Theoretically, if you had a blog, a great post idea would be “All The Lies I’ve Told To Get Out Of Doing Shit, Personally and Professionally” but of course, you couldn’t post it because then the people you’d lied to in order to evade
1. working
2. doing a favor
3. hanging out with them
or
4. payment
would of course READ this theoretical blog and recognize the very specific lies you’ve told them about
1. that mysterious day-long stomach flu
2. your infrequent but crippling back injuries
3. how your landlord needs you back at the house because the ceiling is leaking
or
4. pesky bank fraud
and then you’d be in whole HEAPFULS of trouble.
Good thing you don’t have a blog to post that awesome story about your VAULT of successful, crafty and BRILLIANT LIES.
(this post is dedicated to kate for reasons of she knows very well why.)

I very rarely make reference to my job or the artwork it puts me in contact with, mostly because 1. I’m a jaded bitch about photography and 2. I don’t want people thinking I’m actually important and thus trying to pitch their introspectively naked self-portraits at me.

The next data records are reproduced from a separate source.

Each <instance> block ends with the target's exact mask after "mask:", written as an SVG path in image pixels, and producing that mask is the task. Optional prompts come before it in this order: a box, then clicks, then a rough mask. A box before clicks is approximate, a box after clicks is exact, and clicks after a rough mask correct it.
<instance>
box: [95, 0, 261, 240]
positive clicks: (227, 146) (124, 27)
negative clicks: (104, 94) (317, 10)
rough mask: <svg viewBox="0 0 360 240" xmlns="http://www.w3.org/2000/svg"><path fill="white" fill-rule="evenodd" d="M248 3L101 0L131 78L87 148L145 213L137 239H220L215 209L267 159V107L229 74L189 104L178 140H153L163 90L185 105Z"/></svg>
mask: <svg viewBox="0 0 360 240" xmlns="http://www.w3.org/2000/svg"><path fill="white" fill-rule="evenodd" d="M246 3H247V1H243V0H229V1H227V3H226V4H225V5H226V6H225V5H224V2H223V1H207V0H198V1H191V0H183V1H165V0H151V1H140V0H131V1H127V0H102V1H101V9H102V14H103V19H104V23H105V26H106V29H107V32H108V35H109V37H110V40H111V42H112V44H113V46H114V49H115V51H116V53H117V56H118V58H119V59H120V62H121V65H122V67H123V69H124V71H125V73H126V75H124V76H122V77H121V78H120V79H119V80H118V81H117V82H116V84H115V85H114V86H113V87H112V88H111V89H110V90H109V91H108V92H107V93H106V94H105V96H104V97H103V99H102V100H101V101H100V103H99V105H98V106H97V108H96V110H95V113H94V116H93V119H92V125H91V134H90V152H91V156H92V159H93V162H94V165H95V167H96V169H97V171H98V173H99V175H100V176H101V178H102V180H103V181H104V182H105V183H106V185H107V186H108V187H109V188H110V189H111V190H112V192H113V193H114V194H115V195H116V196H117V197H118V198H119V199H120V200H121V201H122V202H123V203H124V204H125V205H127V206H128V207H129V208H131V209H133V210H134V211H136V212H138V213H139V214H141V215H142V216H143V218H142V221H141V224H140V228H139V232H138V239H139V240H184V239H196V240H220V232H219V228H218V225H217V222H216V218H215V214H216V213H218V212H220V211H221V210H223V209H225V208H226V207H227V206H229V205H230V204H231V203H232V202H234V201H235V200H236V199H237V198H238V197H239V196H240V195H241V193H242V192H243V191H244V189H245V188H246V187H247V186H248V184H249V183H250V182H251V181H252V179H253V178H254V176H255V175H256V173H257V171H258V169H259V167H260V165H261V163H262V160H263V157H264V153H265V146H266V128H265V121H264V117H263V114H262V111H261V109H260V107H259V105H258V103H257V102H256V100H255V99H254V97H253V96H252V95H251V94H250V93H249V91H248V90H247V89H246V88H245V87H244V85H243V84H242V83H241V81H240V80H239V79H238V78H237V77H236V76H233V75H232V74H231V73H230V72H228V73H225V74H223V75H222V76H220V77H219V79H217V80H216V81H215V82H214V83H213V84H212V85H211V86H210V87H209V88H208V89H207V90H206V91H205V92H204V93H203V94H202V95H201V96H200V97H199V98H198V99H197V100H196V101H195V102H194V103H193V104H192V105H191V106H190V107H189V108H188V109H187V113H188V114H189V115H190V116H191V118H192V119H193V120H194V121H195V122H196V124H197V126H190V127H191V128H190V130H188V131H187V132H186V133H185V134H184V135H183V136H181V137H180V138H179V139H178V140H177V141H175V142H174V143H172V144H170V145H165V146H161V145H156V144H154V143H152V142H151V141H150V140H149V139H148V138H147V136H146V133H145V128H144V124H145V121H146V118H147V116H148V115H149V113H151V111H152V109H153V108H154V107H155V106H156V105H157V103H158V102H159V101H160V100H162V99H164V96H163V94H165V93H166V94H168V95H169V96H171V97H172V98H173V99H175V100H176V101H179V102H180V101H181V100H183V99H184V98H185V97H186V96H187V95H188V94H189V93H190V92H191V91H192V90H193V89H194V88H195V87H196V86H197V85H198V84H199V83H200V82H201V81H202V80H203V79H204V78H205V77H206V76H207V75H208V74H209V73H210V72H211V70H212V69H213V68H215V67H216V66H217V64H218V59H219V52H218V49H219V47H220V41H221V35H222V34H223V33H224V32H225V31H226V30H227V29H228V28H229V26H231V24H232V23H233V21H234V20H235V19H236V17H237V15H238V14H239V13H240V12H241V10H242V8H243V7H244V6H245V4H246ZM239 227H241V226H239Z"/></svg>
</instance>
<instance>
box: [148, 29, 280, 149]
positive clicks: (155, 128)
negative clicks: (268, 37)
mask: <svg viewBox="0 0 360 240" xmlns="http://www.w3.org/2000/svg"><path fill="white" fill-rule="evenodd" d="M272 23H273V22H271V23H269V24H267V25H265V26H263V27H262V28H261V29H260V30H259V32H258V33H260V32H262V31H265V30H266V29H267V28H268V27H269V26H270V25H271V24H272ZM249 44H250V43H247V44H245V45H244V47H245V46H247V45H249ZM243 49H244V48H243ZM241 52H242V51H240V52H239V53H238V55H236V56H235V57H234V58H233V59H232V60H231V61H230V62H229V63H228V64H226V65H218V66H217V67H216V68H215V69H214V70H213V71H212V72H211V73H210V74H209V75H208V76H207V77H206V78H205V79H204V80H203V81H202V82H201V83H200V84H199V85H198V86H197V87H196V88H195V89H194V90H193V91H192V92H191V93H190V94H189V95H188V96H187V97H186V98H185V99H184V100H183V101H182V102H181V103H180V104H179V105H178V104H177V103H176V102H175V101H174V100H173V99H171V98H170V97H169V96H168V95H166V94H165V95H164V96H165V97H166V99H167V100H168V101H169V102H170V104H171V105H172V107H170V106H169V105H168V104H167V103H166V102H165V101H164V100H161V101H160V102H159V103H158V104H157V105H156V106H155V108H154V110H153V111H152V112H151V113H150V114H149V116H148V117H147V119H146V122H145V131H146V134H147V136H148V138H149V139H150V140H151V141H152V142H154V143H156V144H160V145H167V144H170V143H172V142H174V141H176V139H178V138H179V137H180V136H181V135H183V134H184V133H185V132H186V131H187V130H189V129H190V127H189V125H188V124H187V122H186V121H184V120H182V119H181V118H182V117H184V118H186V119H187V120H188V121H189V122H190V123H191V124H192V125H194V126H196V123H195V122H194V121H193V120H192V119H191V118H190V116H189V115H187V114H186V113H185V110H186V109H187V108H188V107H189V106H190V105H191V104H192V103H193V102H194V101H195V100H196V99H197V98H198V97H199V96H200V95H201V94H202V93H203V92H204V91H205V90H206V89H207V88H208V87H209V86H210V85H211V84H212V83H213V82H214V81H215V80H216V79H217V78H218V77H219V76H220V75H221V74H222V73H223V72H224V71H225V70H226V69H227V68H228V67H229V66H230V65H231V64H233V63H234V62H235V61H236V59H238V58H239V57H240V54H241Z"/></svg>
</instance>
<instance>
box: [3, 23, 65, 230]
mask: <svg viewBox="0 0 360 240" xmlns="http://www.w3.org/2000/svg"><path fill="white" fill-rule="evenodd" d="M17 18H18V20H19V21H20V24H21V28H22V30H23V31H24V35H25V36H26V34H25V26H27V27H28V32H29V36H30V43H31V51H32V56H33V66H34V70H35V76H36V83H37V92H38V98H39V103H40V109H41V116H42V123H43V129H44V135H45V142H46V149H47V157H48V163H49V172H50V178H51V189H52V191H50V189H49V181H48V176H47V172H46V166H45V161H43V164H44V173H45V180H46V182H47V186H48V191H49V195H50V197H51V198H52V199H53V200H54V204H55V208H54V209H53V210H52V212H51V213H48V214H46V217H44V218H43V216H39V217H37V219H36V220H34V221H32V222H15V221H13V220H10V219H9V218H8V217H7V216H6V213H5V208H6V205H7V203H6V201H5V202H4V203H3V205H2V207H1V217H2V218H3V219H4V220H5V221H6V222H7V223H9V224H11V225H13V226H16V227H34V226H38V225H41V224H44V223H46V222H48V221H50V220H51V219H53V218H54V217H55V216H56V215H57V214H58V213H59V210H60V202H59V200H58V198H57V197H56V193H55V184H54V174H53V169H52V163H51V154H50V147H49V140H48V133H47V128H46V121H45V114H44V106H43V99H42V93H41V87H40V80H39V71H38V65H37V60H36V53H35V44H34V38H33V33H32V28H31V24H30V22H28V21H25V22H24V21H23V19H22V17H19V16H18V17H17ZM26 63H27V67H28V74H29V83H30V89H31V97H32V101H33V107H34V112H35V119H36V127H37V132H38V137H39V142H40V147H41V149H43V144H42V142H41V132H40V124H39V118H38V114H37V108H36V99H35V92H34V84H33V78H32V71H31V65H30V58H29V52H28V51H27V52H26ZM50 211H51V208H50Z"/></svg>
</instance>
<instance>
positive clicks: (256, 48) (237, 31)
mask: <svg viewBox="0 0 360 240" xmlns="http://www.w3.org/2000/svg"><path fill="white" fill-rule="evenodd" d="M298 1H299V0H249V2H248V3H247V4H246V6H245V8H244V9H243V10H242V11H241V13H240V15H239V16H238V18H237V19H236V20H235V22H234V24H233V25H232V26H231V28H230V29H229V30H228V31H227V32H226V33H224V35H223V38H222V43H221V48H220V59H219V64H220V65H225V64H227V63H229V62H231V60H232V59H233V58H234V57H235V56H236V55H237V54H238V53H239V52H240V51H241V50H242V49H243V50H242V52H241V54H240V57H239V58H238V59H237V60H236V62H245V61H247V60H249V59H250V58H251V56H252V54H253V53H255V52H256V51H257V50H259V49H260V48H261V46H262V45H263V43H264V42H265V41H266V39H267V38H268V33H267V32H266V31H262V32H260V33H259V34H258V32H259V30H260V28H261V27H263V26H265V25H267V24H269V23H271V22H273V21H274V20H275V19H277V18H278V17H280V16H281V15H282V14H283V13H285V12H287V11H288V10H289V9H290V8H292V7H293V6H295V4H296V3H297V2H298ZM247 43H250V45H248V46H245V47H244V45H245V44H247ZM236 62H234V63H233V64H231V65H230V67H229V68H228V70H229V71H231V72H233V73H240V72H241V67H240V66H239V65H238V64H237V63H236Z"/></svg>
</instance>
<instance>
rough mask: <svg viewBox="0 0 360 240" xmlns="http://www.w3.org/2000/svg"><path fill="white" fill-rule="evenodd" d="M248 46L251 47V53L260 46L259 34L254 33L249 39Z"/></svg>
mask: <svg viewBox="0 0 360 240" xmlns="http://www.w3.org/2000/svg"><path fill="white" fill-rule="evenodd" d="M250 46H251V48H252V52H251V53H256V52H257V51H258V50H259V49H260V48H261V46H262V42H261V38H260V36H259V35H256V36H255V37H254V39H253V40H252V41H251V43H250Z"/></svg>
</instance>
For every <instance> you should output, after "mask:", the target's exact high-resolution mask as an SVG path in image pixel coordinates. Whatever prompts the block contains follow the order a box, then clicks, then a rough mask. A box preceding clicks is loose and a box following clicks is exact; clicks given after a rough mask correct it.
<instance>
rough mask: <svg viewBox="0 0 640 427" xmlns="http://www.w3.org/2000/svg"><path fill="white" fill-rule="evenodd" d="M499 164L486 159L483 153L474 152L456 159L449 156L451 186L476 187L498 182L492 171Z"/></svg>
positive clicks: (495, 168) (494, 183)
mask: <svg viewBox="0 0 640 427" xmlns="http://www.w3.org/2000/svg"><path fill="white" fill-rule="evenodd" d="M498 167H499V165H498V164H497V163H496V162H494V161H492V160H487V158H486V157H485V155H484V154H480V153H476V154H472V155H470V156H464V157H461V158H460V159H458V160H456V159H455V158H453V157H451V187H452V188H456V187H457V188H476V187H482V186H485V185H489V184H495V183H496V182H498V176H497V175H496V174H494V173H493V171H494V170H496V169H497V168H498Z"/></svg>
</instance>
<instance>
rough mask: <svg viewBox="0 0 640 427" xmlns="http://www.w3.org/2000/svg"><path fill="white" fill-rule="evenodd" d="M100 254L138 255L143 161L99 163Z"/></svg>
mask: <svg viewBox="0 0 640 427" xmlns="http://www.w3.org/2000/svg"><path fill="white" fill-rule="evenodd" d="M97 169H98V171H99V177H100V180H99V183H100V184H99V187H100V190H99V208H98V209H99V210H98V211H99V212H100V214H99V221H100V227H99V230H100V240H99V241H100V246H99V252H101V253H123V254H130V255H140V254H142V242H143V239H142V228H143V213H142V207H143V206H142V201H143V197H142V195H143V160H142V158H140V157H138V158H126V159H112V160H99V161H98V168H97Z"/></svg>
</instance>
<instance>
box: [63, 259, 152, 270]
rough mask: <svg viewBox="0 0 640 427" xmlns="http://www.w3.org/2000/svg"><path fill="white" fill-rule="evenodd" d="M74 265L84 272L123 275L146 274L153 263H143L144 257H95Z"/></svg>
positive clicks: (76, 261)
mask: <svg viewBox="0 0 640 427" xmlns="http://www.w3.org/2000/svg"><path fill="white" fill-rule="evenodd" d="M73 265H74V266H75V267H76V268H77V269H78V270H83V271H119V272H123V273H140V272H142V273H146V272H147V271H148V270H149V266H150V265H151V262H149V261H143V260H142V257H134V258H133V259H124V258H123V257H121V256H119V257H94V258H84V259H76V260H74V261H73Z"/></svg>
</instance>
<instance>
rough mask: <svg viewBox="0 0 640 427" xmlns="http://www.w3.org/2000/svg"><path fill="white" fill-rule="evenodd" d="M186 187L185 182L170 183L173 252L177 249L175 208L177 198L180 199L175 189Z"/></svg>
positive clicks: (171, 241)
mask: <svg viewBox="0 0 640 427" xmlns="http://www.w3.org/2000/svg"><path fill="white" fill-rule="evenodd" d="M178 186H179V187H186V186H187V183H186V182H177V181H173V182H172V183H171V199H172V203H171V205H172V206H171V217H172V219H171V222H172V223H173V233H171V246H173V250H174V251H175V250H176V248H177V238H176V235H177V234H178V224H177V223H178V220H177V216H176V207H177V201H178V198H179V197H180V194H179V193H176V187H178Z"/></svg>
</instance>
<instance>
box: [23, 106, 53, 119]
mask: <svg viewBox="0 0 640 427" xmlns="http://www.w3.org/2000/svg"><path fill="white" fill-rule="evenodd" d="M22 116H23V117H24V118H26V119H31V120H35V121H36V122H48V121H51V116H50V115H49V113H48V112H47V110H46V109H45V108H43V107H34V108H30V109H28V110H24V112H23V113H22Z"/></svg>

But there’s a pretty amazing show about to open this weekend, here in New York City, the kind of show that will even surprise the most jaded of all of us. Gregory Colbert, who has the best job in the world, is a photographer who’s been working for twelve years on the same project – photographing animals and their interactions with humans. Elephants in tibet, jungle cats in Namibia, hell, he even free-dove with sperm whales and the results are amazing.
What’s more, Ashes and Snow, the resulting exhibition, is going to be housed on Pier 54 in Chelsea, in a Nomadic Museum designed by Shigeru Ban. The building itself, which will dismantle at the end of the run and be rebuilt from local materials at the next location, is going to be beautiful, almost a temple, and the artwork is printed on these stunning enormous Japanese hand-crafted papers, and then simply suspended from the ceiling inside the structure.
Now, a lot of this is what my father would dismiss as touchy-feely hippy-dippy stuff, and he’d be partly right. Colbert expends a lot of energy going on about the symbolism of it all, of the humanity and the conceptuality and other words that make working in the photography business a little exhausting at times (hello they’re just photographs).
But for all that, it’s going to be a unique installation, in an interesting setting, with some truly superb and gorgeous photographs. For those of you who’re sick of the usual white-walled glass-framed gallery scene, this is a show worth catching. And for those of you living elsewhere, well, you never know. The Nomadic Museum might be coming your way. Because New York shouldn’t hog all this pretension!